L'orthopédiste a besoin des détails de votre histoire pour évaluer votre besoin de chirurgie. Quelles sont vos douleurs? Êtes-vous limité dans vos activités? Lesquelles? Avez-vous des soucis pour le boulot, le sport, les loisirs, et quels sont-ils?

Avez-vous des documents à soumettre?

N'oubliez pas vos radiographies antérieures, les documents pertinents venus d'une autre clinique, d'un autre hôpital.

Un bon examen physique, une analyse de dossier et des radiographies, et voilà!

Poser des questions avant la chirurgie

Le chirurgien doit penser à tout ce que le patient pourrait omettre de lui dire. Il doit scruter, sonder, percer vos soucis: c'est le confesseur de votre corps.

Il ne faut pas hésiter à questionner son chirurgien. Quels sont les risques de la chirurgie envisagée? Quel sera son résultat? Ceci peut faire la différence entre une chirurgie bien réussie et un patient déçu. Souvent la chirurgie est une solution parmi d'autres.

L'orthopédiste doit vous expliquer en termes simples et accessibles les raisons de vos problèmes ou demander d'autres tests (normalement c'est votre médecin de famille, le capitaine du navire, qui aura fait ceci, mais plusieurs n'en n'ont pas.).

Cherchez du regard sur les tablettes du chirurgien un module, une articulation en plastique et demandez-lui de vous la montrer et de s'en servir pour vous aider à comprendre. Demander un dessin (c'est ce que le petit prince a fait). Un dessin vaut mille mots, un modèle vaut un livre.

Envisager d'autres solutions que la chirurgie

Ma pratique de la chirurgie m'a amené à développer ma propre approche, que j ¿appelle RATAC: elle consiste à bien informer mes patients des Risques, Avantages, Traitements Alternatifs et Conservateurs des propositions thérapeutiques ou gestes et solutions pour améliorer ou guérir leur problème.

Sachez qu'un bon chirurgien n'est pas celui qui opère le mieux, c'est celui qui a les meilleurs résultats le plus souvent et les moins bons le plus rarement possible.

C'est celui qui saura déterminer et sentir qui sera le meilleur candidat à la chirurgie ou qui, au contraire, risque de compliquer sa situation sur une table d'opération.

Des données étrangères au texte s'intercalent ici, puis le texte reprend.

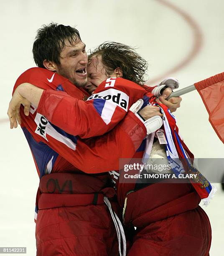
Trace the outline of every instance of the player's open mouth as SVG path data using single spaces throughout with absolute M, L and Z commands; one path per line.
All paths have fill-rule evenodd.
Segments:
M 79 75 L 81 75 L 82 77 L 85 77 L 87 75 L 87 70 L 86 68 L 83 68 L 82 69 L 79 69 L 76 71 L 76 72 Z

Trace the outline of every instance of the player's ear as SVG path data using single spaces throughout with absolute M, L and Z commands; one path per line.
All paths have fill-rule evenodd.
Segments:
M 115 69 L 114 73 L 116 74 L 116 77 L 122 77 L 123 76 L 123 72 L 119 67 L 117 67 Z
M 57 71 L 57 66 L 53 61 L 45 59 L 43 62 L 43 64 L 47 69 L 51 71 Z

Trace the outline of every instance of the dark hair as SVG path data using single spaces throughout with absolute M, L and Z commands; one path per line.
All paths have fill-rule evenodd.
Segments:
M 33 43 L 33 54 L 35 63 L 42 68 L 45 67 L 43 64 L 45 59 L 60 64 L 62 49 L 81 41 L 79 33 L 74 28 L 54 23 L 44 25 L 37 31 Z
M 94 56 L 100 56 L 107 74 L 111 74 L 119 67 L 123 72 L 122 77 L 140 85 L 146 81 L 148 67 L 147 61 L 135 51 L 135 48 L 115 42 L 104 42 L 89 55 L 90 62 Z

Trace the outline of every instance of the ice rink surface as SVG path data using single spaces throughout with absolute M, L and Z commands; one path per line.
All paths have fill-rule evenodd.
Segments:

Au lieu d'une chirurgie, le chirurgien peut proposer un traitement conservateur. C'est dans ce choix crucial que le bon chirurgien se démarque.

On apprend de nos vieux professeurs que les patients devraient se méfier d'un chirurgien sans liste d'attente, qui dégaine trop rapidement son bistouri, toujours prêt à opérer: un chirurgien ne doit opérer qu'après avoir évalué toutes les autres possibilités.